You Pick The Artist - The Final Picking -- Andras Jones gave me Allen Toussaint, the greatest songwriter in New Orleans R&B history, whose work I first got to know by the piles of great records other people recorded: "Working in the Coal Mine," "Java,""Southern Nights," "Yes We Can Can." And also the stuff he produced: "Right Place, Wrong Time" by Dr. John, "Lady Marmalade" by Labelle. About ten years ago I got his Complete Warner Recordings, which might explain why his own records didn't set fire to the world as the songs he wrote. He was a serviceable singer who didn't have a ton of vibrato or melisma under his command, but that just makes his records more approachable.

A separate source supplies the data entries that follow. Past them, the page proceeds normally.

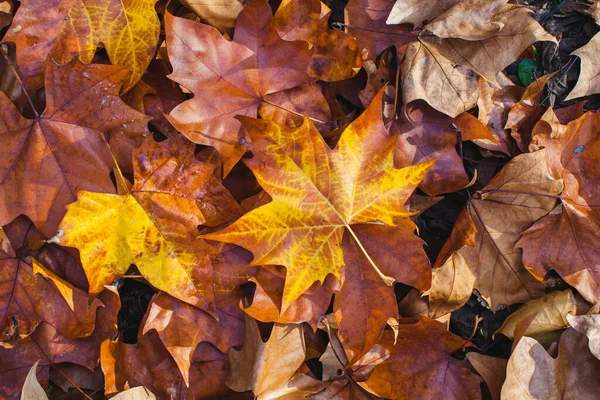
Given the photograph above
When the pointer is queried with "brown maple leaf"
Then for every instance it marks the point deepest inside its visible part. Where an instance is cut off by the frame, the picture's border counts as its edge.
(246, 75)
(154, 225)
(30, 294)
(52, 349)
(45, 161)
(320, 195)
(148, 363)
(426, 134)
(181, 327)
(335, 55)
(64, 29)
(412, 362)
(481, 252)
(566, 239)
(535, 374)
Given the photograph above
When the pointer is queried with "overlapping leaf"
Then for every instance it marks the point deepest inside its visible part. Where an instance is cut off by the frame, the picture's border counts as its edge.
(566, 239)
(318, 193)
(46, 160)
(335, 55)
(64, 29)
(481, 252)
(244, 74)
(155, 225)
(30, 294)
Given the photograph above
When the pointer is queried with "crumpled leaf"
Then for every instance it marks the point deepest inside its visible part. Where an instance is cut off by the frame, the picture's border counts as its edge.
(442, 70)
(267, 300)
(218, 13)
(481, 252)
(345, 380)
(588, 82)
(541, 317)
(364, 304)
(491, 369)
(64, 29)
(335, 55)
(416, 12)
(181, 327)
(50, 348)
(30, 294)
(566, 239)
(527, 112)
(32, 390)
(46, 160)
(267, 368)
(155, 225)
(318, 193)
(494, 104)
(149, 364)
(243, 74)
(136, 393)
(367, 23)
(426, 134)
(589, 325)
(532, 373)
(420, 367)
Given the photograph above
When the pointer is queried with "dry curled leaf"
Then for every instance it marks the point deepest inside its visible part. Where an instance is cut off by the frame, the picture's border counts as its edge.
(318, 194)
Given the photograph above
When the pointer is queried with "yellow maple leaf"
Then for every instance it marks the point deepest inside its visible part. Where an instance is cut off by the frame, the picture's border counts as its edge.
(318, 193)
(128, 29)
(154, 226)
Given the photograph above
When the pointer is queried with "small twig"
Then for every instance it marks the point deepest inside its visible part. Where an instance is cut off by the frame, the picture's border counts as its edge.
(16, 74)
(520, 192)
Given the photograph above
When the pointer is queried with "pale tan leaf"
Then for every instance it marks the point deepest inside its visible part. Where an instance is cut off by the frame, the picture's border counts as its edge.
(32, 390)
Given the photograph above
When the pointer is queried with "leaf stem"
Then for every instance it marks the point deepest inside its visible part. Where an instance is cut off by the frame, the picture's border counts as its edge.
(296, 113)
(14, 71)
(120, 173)
(389, 281)
(552, 196)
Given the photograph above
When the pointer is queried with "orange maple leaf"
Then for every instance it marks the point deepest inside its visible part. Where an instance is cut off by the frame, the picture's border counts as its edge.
(318, 194)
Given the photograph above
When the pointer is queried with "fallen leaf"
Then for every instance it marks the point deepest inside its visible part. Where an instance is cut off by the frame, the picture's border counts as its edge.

And nobody ever complains about his piano playing, as they shouldn't.

It was a real tight choice for me between his version of "Southern Nights" --  dramatically different from Glen Campbell's hit version -- and "Last Train," which opens Toussaint's Southern Nights album. If I wasn't such a literalist I'd just put that whole album up here, to be honest. But "Last Train" has followed me around for most of the last decade. It could be those distinctly simple piano chords in the introduction (well, they're actually just dyads) or the fact that the refrain contains the hyphenate "choo-choo." This is the first song I think of whenever I think of Toussaint, though. Thanks Andras!